Now on to matrices. Matrices take one row vector and one column vector and produce a real number. I can feed a matrix a single argument - the row vector, say - so that it becomes a function that takes one more argument (the column vector) before it returns a real number. Sort of like currying in functional programming. But as we said, the only linear functions that map column vectors into real numbers are row vectors. So by feeding our matrix one row vector, we've produced another row vector. This is the "matrices transform vectors" perspective in the OP's article. But I think the "Matrices are linear functions" perspective is more general and more powerful.
This perspective of vectors, matrices, etc... as functions might seem needlessly convoluted. But I think it's the right way to think about these objects. Tricky concepts like the tensor product and vector space duality become relatively trivial once you come to see all these objects as functions.
I appreciate you trying to explain it, however I believe it would have really helped if you started from the examples where this way of thinking is useful: you mentioned tensor product and vector space duality, however unless someone is already familiar with these concepts (I'm not) then it does seem needlessly convoluted. Are there any practical applications of these concepts that you can describe?
I haven't been involved in abstract math in close to a decade, but I think it's a description of the (general) inner product. So, a generalization of the dot product.
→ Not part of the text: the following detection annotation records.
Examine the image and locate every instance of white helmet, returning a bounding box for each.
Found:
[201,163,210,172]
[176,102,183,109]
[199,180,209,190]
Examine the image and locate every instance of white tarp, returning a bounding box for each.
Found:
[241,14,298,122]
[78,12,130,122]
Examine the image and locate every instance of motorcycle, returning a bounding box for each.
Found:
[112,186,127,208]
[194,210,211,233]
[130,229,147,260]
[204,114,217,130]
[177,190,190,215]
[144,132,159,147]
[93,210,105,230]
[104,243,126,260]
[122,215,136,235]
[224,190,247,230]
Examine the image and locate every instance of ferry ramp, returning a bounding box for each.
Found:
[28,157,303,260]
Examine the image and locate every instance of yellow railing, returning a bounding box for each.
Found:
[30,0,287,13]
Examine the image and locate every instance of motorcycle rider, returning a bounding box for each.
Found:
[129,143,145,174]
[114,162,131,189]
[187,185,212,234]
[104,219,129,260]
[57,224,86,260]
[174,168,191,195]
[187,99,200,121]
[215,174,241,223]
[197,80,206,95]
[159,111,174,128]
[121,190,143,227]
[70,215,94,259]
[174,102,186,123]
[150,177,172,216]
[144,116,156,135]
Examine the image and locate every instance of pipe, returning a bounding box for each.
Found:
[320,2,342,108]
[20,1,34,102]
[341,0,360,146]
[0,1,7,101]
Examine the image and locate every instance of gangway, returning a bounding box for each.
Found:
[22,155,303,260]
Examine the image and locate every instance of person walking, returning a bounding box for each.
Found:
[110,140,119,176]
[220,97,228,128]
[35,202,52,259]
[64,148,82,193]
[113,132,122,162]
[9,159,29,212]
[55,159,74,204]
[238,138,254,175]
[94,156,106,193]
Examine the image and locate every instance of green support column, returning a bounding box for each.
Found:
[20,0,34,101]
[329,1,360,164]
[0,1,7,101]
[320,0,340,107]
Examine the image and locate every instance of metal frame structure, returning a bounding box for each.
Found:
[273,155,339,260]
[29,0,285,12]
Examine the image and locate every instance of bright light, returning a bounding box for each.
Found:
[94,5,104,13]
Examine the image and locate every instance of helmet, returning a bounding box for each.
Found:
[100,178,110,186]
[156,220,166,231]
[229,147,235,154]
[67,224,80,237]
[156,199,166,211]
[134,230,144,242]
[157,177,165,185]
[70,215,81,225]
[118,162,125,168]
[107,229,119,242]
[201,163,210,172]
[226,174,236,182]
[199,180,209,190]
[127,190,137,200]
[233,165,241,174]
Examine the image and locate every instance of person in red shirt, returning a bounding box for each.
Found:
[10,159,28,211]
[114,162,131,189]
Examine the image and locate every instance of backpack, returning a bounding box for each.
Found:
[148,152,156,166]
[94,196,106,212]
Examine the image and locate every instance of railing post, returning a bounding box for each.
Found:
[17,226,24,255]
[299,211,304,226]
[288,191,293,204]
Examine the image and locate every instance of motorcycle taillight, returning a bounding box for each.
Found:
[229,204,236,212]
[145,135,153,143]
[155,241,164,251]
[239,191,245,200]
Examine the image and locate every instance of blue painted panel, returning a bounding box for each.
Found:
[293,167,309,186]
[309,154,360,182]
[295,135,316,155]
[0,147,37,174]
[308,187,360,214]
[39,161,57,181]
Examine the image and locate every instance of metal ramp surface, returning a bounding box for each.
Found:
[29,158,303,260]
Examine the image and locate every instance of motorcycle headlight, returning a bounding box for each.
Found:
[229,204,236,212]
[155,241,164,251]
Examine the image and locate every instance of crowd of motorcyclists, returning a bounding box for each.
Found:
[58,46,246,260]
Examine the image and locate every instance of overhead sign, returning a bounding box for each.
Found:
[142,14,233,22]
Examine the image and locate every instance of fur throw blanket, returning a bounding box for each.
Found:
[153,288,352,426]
The classic dot product is that operation with the identity matrix. My understanding is that using matrices that way is very common in physics.
Yes they can. This follows from singular value decomposition. Let S be the matrix representation of a shear transformation. There exist rotation matrices R, B and a diagonal matrix D such that S = RDC, where C is the transpose of B. D is the matrix representation of a scaling transformation and R, B are the matrix representations of rotation transformations. Since S is a product of rotation and scaling matrices, its corresponding linear transformation is a composition of rotations and scalings.
It would ordinarily be weird to represent shear transformations using rotations and scalings because shear matrices are elementary. But it checks out.
OK, point taken. I considered "scaling" in a less general sense (scalar multiple of the unit matrix), while you want to allow arbitrary diagonal entries. My definition is to my knowledge the common one in linear algebra textbooks because in yours, the feasible maps depend on the chosen basis.
EDIT: To state my point more clearly: in textbooks, "scaling" is the linear map that is induced by the "scalar multiplication" in the definition of the vector space (that is why both terms start with "scal").
Same for the the orthogonal matrices, or the diagonal matrices, or the symmetric matrices, or the unit determinant matrices, or the singular matrices ... They are all sets of Lebesgue measure zero.
Orthogonal, diagonal, symmetric, and unit-determinant matrices are all sub-groups though, which makes them 'more special' then all shearing matrices.
Singular matrices are special in the sense that they keep the matrix monoid from being a group. My category theory isn't strong enough to characterize it, but this probably also has a name.
Edit: I think the singular matrices are the 'kernel' of the right adjoint of the forgetful functor from the category of groups to the category of monoids.
Though I must admit a lot of that sentence is my stringing together words I only vaguely know.
No, I wasn't, but I did confuse the terms. Shear can be done without the extra dimension. Skew transforms require the extra dimension, as does translation.